Empathy is at the core of Nifemi Marcus-Bello’s practice. The Nigerian designer makes works that enter into quiet communion with their user, highlighting intentionally sourced materials and time-honored rituals of production. The Introvert’s Chair, Marcus-Bello’s contribution to the 2018 Venice Architecture Biennale, features a high screen of traditionally woven raffia that wraps around the sitter in a protective embrace. His M2 shelves, 2022, are made from African mahogany and a powder-coated frame that maintain their structural integrity primarily by “leaning on one another for support.”

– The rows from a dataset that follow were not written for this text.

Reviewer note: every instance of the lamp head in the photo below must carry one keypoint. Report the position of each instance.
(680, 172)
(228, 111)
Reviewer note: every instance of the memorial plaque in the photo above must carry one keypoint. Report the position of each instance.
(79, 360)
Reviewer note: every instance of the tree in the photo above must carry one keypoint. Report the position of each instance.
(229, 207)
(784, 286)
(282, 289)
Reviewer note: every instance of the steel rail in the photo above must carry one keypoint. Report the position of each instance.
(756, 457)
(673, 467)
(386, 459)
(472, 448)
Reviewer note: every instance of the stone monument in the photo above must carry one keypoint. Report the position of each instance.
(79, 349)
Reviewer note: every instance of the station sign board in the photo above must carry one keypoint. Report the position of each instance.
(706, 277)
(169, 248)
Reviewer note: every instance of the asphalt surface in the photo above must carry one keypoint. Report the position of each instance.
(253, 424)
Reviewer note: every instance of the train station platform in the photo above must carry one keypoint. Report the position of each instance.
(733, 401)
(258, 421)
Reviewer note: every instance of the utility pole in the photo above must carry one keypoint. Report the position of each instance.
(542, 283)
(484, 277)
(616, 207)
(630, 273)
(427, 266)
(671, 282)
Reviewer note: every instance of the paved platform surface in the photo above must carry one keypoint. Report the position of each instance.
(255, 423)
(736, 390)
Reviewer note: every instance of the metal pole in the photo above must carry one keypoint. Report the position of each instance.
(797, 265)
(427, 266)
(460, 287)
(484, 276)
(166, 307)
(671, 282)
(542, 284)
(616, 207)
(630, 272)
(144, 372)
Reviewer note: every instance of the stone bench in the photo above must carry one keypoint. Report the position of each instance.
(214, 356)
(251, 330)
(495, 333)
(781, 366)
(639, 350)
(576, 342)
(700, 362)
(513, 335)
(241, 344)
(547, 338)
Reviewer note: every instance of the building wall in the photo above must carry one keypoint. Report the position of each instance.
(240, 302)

This spring, Marcus-Bello presents his first U.S. exhibition, “Oríkì (Act I): Friction Ridge,” at Marta. Six bronze benches, fabricated by repeatedly thumping their molds to achieve the dented texture of recently repatriated Beninese royal sculptures, are arranged in a circle in the Los Angeles design space, set to a recording of the artist’s mother delivering an oríkì (a form of poetic affirmation among West African Yoruba-speakers). For the designer, who got his degree in industrial and product design at the University of Leeds in the U.K., entering this chapter after a career in commercial production poses a new set of challenges. “I am exploring what it means to present this work in a gallery space, to be able to tell the story the right way,” he says, noting his attention to themes of Africanism and modern material colonization. The exhibition, on view through March 4, is the first in a series of design “acts” that will engage with different facets of African identity and craft production—a subject close to Marcus-Bello’s heart. “This work feels extremely different, a lot more personal.”